Galenth Mungure, 47, from Mungure Village, said, “I am happy that, at last, my tooth has been removed. One cannot freely interact with a painful tooth.”
Simbarashe Masawi, senior field officer for voluntary medical male circumcision, talked about the importance of circumcision. “We start to do circumcision from the age of 15. The service is free and helps to control the spread of HIV.”
Theresa Mwayera of One Stop Centre said the counseling services are an important aspect of health care.
“The country is experiencing a lot of child abuse and domestic violence. We offer free counseling services and legal support. We work closely with the Zimbabwe Republic Police victim-friendly unit and lawyers.”
The Rev. Stephen Tirivanhu Magomo, Makoni Buhera District superintendent, started the day by presenting everything to God. “Pastoral care is not about going into the church with the best gown or a clerical collar, but is about reaching out to the people.”

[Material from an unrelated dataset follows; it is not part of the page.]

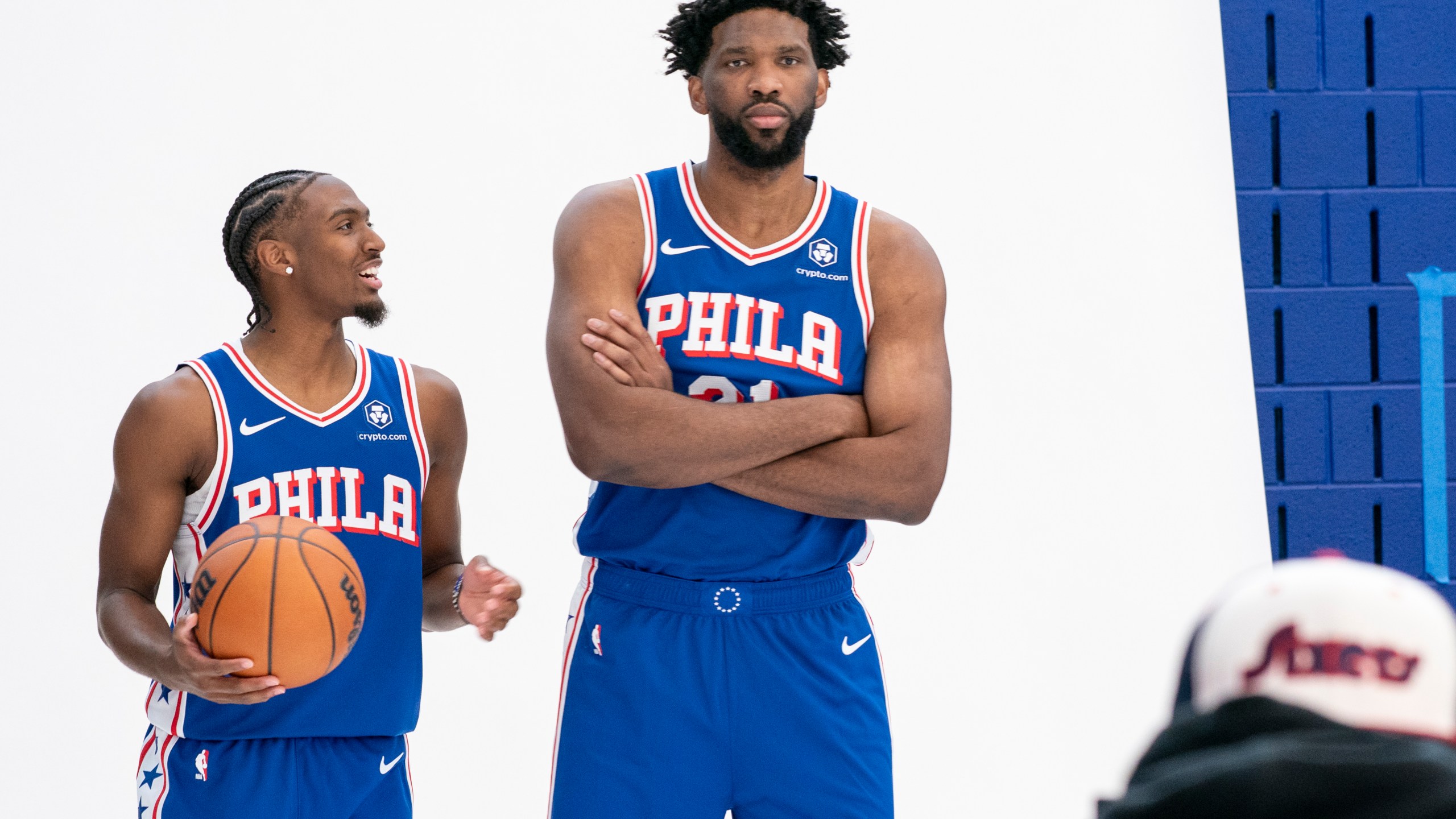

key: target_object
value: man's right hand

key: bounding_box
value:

“I am proud of Runyange UMC, who have demonstrated visionary leadership and are hard-working. This program is worth implementing at the district level. It has been an eye-opener,” he added.
Alta Chitsanzara, 47, from Zvimba Village, touted the outreach.
“A person comprises the body and the spirit; both need to be taken care of. Today is a one-stop shop as the body is receiving physical treatment and the spirit is being nourished with the Word.”
Runyange United Methodist pastor Tekeshe said the event concluded with an all-night service with powerful sermons from guest preachers Pastor Brian Mayeka, Spiwe Mutengeraro and the Rev. Happy Chirara.
“A combination of a spiritually healthy soul and healthy body gives a strong and devoted Christian,” Tekeshe said.
Chingwe is a communicator for the Zimbabwe East Conference.